#  > 【煦風草原】 生活分享區 >  > 活動企劃部 >  > [討論] 日本龍獸同人誌HOWL9的參加說明

## kaosa

離上一回代理的時候已經兩年了..@@
這次因為館主很忙, 所以又換回我負責了....(雖然我也閒不到哪去..- - :眨眼: 

因為時間急迫, 要參加的人請務必把握好
有參加過經驗的人為佳, 新參加者如果疑問也請不用客氣..
有初稿/草稿審核制, 以維持質及切題...
想要參加的人, 請用email寫信給我(kaosa@hotmail.com)
如果臨時找不到我時, 有問題也可以找德洛斯(MSN: t266771@hotmail.com)
*但無論如何, 請一定來一封email給我!!*

*必要資料: 筆名, email聯絡, 或其他方式, 投稿張數*
活動辦法網頁(日文)http://www5a.biglobe.ne.jp/~b-dragon/staff/doujin.html
*沒有email來信給予必要資料者, 不算報名完成, 報名期限在9/30日為止*

主題:metallic...金屬系 (也就是, 有光澤,金屬質感的) 龍/獸, 比方說近未來的服裝以至於鎧甲等都可
完稿時間: 2007年10月30日止, 但草稿務必更早
張數: 原則上每人1-2張(漫畫可多,但翻譯請注意), 每張都需經草稿認可

下載樣板檔(最終完稿務必以psd或tiff檔格式)
本文+後記之板檔http://www5a.biglobe.ne.jp/~b-dragon/staff/C73_A.lzh
四格漫板http://www5a.biglobe.ne.jp/~b-dragon/4koma.lzh

注意:
1.本人可翻譯之部份有限, 除了後記一定會翻之外, 投稿作品如有大量翻譯需要請自行解決
2.由於網路狀況不穩, 如有狀況請務必第一時間告知, 另外交稿時請勿用email夾檔, 請利用一些免費傳檔之服務, 再用email告知網址去下載, 另外投稿作品請勿公開
3.重要事項除會發送email給參加者外, 也會以本頁當公告處, 請有空多收信或查看網頁

==9/18 新增== 另外有HOWL彩頁一張, 及秘本的甄選, 有經驗者有興趣的請主動來信洽詢相關辦法
==9/25 新增== 草稿請於9/30日前提出, 只要大概表達出你想畫的初稿即可. 另外如果單純只參加一張作品的, 因考量成本, 除了在最後發送成品時只會寄送參加的那本之外, 審核時也會比較嚴格.
==10/1 新增== 還未交草稿者, 請多加油將草稿寄給我
另外關於主題方面, 提供幾個點給大家參考一下:
 1. (金屬)鎧甲
 2. 獸+機械, 或是機械人(robot)的之類的表現也可以: 參考zoids http://www.takaratomy.co.jp/products/zoids/
 3. 宇宙裝/太空服
 4. 戰鬥服裝
 5. 近未來的服裝
 6. 強化裝束
 7. 特殊防護具/裝甲
 8. 武器類+...
儘可能以大家的想像來發揮, 另外也希望大家能裝金屬的"質"及"感覺"表達給大家(現代/未來風, 武裝/強化, 金屬的光澤表現...)

==不定時新增==
目前*已收到來信報名者:*  (報名順, 最後更新日 10/2, 張數
德洛斯(2), 魔啦茲雷(2), 和魯夫(2), KUBI(2), V仔狼(2), 肅霜(2), racoon(2), CANCAT(1), 噬血狂狼(2), jeanton(1),Sein(2),Ming(1),卡納克(1),劉亦宸(1)

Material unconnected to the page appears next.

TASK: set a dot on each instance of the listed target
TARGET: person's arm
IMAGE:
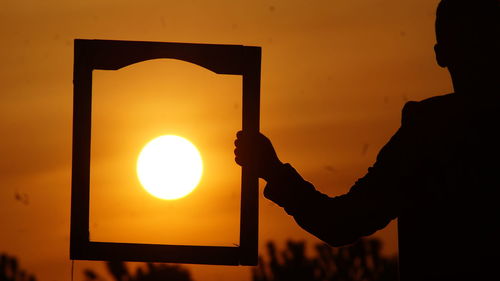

如果您已有報名或別人想報名但未在上列名單者, 請儘速寄Email來給我報名資料(筆名, email, 張數, 聯絡方式)
另外已參加者, 也請於9/30日前將草稿寄給我, 以便審核, 謝謝

----------


## M.S.Keith

請問可以代訂嗎?

----------


## Katsuya XII

> 請問可以代訂嗎?


我也有相同的問題
雖然我忙於課業
但我有興趣想看看獸誌
如果可以,有什麼注意事項?

----------


## kaosa

抱歉這次我可能沒法分心在代訂的事情上面
代訂本身是和同人誌製作不相關, 額外的負擔...
除了統計訂單外, 書的寄送是否到達, 費用的收集, 保管和寄送也是很大的問題

日方也有網頁, 上面有海外訂購的方式, 建議有興趣的人可以集合一起購買, 聯絡時也比較方便, 也可分攤郵資. 想要入手的方式其實也可以請台灣代買同人誌的店家幫忙在同人會場買.
不過由於海外郵資貴, 日本物價高, 買一次可能會需千元上下的花費...,只是想看看的, 也請多考慮一下

----------